2017. La pièce se déroule à Huis-ouvert sur la pluie diluvienne qui rend la circulation impossible, autour d’une villa 2.0 dans une banlieue aisée de Kinshasa, où habite depuis 30 ans un couple d’expatriés sans enfants, Ruben et Mathilde, femme élégante, désœuvrée et esseulée. Le cadre intérieur est frigorifiquement blanc… avant qu’il ne s’ouvre sur la noirceur de l’histoire. Référence obligée à Joseph Conrad et son roman Heart of Darkness (Au cœur des ténèbres). Les personnages s’abreuvent régulièrement de whisky pour tenter de noyer l’absence de valeurs, d’éloigner les catastrophes et gommer les énergies négatives. Le malaise congolais infuse. Louise (Priscilia Adade) est au service du couple depuis deux ans. Elle est traitée par le maître des lieux …comme on ne traite pas les domestiques, mais avec bienveillance, comme une secrète confidente par l’épouse. Panthère (Jérémie Zagba) incarne un sien « cousin », avec lequel la jeune africaine prendra sa revanche sur sa servitude obligée.
Il y a un couple invité de nouveaux-arrivants : Daniel et Corinne, qui ne s’accordent qu’en apparence, la cravate de l’un assortie au bleu roi de la robe de l’autre.

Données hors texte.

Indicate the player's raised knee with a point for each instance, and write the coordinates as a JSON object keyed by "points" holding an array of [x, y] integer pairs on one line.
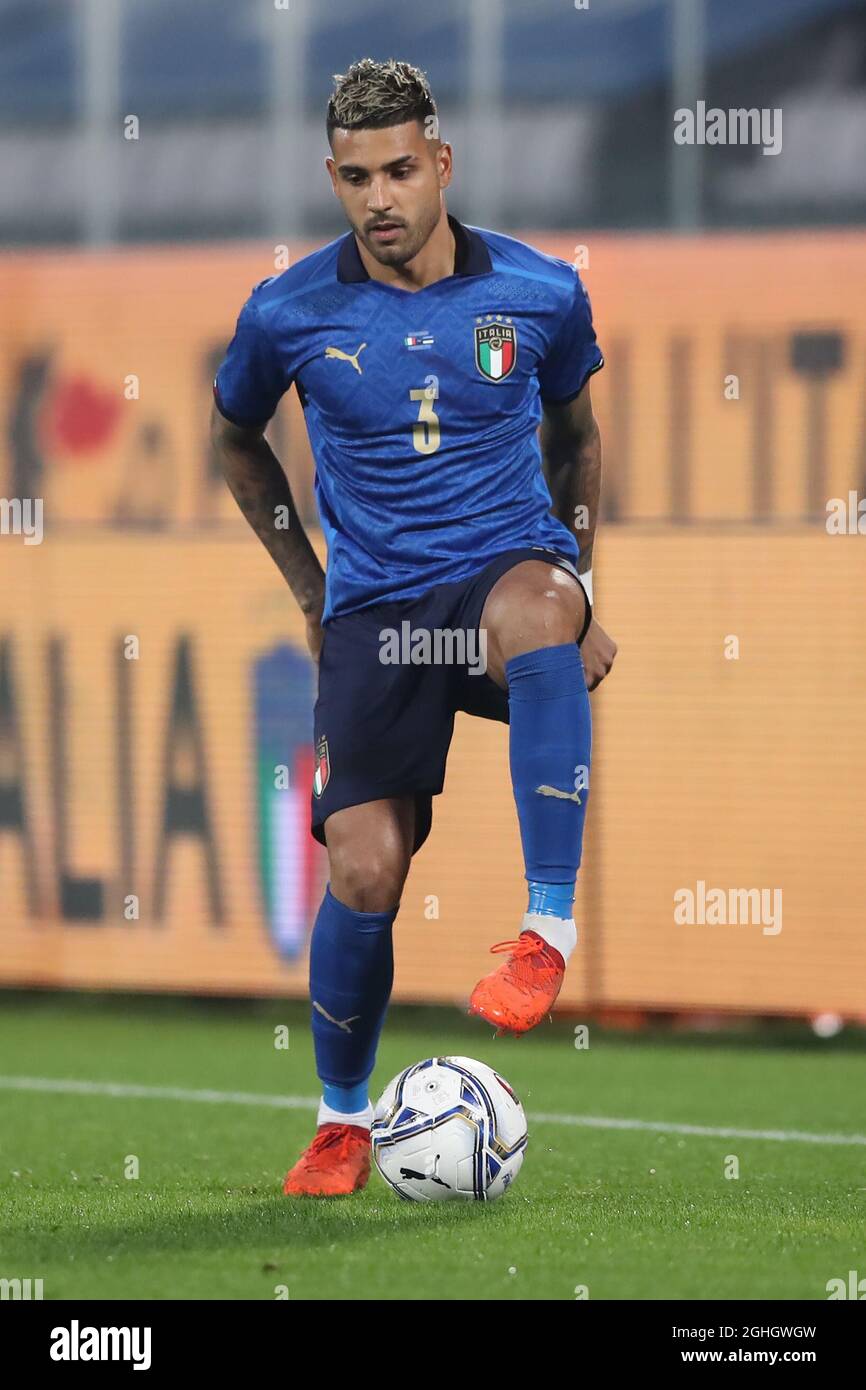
{"points": [[367, 880], [530, 617]]}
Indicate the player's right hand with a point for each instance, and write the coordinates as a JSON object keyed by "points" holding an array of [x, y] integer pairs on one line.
{"points": [[314, 637]]}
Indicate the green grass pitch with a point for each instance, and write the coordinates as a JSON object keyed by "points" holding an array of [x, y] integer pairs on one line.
{"points": [[626, 1212]]}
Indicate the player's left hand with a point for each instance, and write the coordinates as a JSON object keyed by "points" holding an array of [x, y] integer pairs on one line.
{"points": [[598, 652]]}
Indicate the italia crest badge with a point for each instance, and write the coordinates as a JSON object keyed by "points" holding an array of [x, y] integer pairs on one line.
{"points": [[495, 348], [323, 766]]}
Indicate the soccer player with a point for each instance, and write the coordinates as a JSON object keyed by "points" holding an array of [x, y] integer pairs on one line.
{"points": [[426, 355]]}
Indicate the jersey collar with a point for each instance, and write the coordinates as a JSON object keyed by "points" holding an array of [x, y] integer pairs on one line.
{"points": [[471, 256]]}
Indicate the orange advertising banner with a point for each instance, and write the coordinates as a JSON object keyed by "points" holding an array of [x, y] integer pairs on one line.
{"points": [[733, 389], [156, 695]]}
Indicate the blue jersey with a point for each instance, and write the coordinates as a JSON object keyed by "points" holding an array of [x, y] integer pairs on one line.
{"points": [[421, 407]]}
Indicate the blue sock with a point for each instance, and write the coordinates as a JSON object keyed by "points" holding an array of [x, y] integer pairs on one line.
{"points": [[350, 977], [551, 741]]}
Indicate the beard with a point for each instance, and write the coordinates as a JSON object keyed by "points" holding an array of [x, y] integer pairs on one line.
{"points": [[406, 245]]}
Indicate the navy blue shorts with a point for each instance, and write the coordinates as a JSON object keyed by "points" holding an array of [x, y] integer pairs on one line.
{"points": [[384, 727]]}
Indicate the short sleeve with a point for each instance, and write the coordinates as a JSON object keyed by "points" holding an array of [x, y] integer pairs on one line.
{"points": [[250, 381], [573, 355]]}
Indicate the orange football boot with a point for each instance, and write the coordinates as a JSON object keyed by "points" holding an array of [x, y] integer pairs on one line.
{"points": [[517, 995], [334, 1165]]}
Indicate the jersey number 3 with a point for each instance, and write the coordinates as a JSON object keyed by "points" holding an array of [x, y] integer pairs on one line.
{"points": [[426, 431]]}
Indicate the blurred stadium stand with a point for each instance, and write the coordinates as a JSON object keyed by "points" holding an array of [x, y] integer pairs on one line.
{"points": [[559, 116]]}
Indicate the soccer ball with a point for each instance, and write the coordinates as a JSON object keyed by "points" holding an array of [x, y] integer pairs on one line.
{"points": [[449, 1127]]}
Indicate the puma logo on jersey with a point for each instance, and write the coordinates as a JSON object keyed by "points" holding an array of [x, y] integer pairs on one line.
{"points": [[341, 1023], [560, 795], [346, 356]]}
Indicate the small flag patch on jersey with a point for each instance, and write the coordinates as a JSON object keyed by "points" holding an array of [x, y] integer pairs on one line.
{"points": [[495, 350], [323, 766]]}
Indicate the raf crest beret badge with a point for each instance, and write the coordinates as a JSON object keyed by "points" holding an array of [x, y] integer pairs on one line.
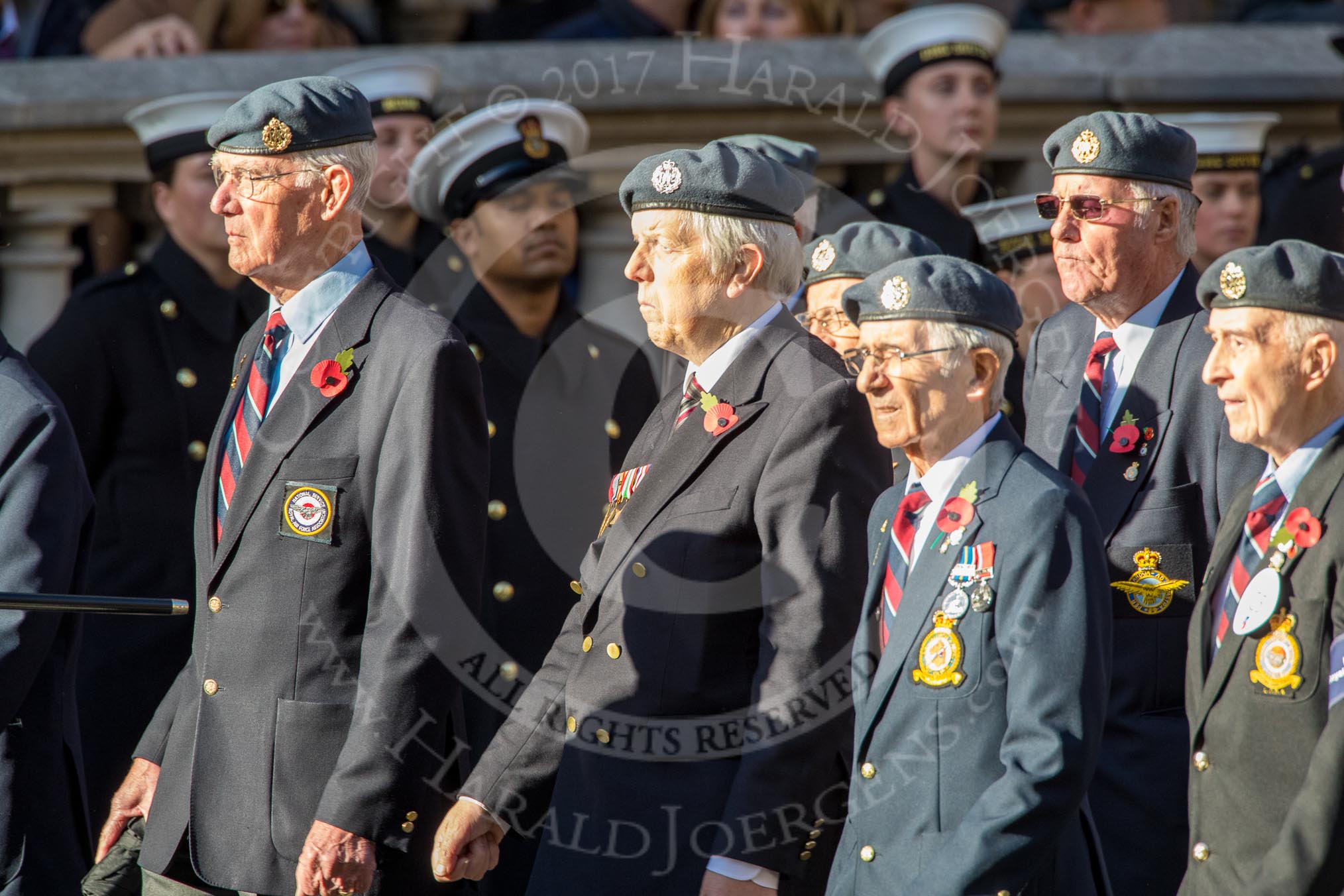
{"points": [[895, 293], [667, 178], [823, 257], [1231, 280], [276, 136], [1085, 146]]}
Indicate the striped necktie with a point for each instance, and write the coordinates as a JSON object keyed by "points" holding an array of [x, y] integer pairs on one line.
{"points": [[898, 558], [690, 401], [1266, 503], [252, 412], [1088, 421]]}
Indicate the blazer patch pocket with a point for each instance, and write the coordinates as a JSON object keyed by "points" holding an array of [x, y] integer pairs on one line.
{"points": [[308, 512]]}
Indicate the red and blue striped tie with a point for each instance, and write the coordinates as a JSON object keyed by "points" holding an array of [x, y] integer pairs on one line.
{"points": [[898, 558], [1266, 504], [252, 412], [1088, 422]]}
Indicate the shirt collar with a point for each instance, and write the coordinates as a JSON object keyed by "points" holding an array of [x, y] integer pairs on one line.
{"points": [[712, 368], [1289, 473], [313, 304], [940, 477], [1132, 336]]}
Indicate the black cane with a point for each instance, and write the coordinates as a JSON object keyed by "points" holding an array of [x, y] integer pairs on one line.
{"points": [[81, 604]]}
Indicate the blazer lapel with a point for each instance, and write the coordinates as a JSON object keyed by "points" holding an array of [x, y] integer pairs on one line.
{"points": [[928, 579], [294, 413]]}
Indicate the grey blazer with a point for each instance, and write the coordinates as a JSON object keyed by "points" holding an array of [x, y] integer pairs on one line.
{"points": [[46, 522], [979, 789], [312, 691], [1171, 502], [699, 688], [1266, 789]]}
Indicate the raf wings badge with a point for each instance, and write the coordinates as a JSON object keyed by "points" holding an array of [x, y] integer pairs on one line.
{"points": [[1148, 588]]}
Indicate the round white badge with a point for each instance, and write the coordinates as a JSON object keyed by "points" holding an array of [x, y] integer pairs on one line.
{"points": [[1259, 602]]}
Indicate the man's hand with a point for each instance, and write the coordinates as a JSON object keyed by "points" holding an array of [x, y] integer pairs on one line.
{"points": [[467, 842], [168, 35], [333, 863], [131, 800], [715, 884]]}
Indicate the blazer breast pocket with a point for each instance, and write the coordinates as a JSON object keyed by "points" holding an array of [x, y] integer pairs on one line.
{"points": [[308, 742]]}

Daniel désire ardemment rencontrer Paul Dyabanza (Ansou Dhiediou), un membre du gouvernement pour faire affaire dans le créneau du caoutchouc. Les regards de Daniel (Benoît Van Dorslaer) dérivent sur la beauté sculpturale de Louise, la domestique africaine, ridiculement montée sur stilettos, par décision du patron. Daniel tient d’entrée de jeu un discours totalement insupportable vis-à-vis de sa femme. Superbe répartition des rôles.

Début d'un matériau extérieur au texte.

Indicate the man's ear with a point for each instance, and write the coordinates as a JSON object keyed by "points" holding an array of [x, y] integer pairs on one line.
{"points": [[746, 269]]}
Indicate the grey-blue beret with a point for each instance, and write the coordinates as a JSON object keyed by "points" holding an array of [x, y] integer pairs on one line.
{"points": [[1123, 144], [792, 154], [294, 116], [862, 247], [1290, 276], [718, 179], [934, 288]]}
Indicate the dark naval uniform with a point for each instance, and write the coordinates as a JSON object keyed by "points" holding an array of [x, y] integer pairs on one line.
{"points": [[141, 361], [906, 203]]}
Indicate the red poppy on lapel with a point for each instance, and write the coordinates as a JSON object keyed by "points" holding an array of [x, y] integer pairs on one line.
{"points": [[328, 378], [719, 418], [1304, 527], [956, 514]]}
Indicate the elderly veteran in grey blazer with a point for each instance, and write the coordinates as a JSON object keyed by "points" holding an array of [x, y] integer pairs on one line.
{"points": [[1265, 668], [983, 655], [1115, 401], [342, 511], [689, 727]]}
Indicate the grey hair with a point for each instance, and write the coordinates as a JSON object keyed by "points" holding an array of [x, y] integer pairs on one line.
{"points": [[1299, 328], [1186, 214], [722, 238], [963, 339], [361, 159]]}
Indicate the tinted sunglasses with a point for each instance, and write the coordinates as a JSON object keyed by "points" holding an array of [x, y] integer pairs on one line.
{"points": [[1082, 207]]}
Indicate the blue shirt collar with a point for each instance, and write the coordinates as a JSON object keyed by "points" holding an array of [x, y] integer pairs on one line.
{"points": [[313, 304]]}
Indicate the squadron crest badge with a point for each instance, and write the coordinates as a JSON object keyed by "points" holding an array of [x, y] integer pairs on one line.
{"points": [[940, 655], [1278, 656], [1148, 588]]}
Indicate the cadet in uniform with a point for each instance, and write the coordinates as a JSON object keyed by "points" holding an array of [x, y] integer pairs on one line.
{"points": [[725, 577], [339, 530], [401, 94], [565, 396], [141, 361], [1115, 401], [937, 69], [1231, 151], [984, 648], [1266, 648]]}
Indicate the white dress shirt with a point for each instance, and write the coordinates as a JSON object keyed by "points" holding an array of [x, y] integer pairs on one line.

Philippe Jeusette campe un formidable Ruben, géant bruyant, aux pieds d’argile qui voit progressivement ses espoirs de fortune fondre sous le ciel africain détrempé. Tout l’art de la redoutable palette de comédiens dirigés par Frédéric Dussenne sera de dégager au fur et à mesure une condamnation muette et accablante de ces expats qui se croient tout permis, affolés par l’appât du gain ou le désir charnel exotique. Le spectateur se met rapidement à souhaiter redonner une dignité aux africains dont les apartés en langue locale, les regards et les postures en disent si long. Dans ce jeu de souricière, les femmes européennes sont quelque peu épargnées. Toutes deux - l’une, blasée de la vie (Mathilde /Valérie Bauchau) et l’autre, (Corinne/Stéphane Bissot) d’une naïveté de Perette ou de Bécassine - savent quelque sagesse et émotions humaines garder. Toutes deux, dans des genres diamétralement opposés, sont rompues à un langage corporel extrêmement éloquent, le seul où elles se sentent un peu moins bridées.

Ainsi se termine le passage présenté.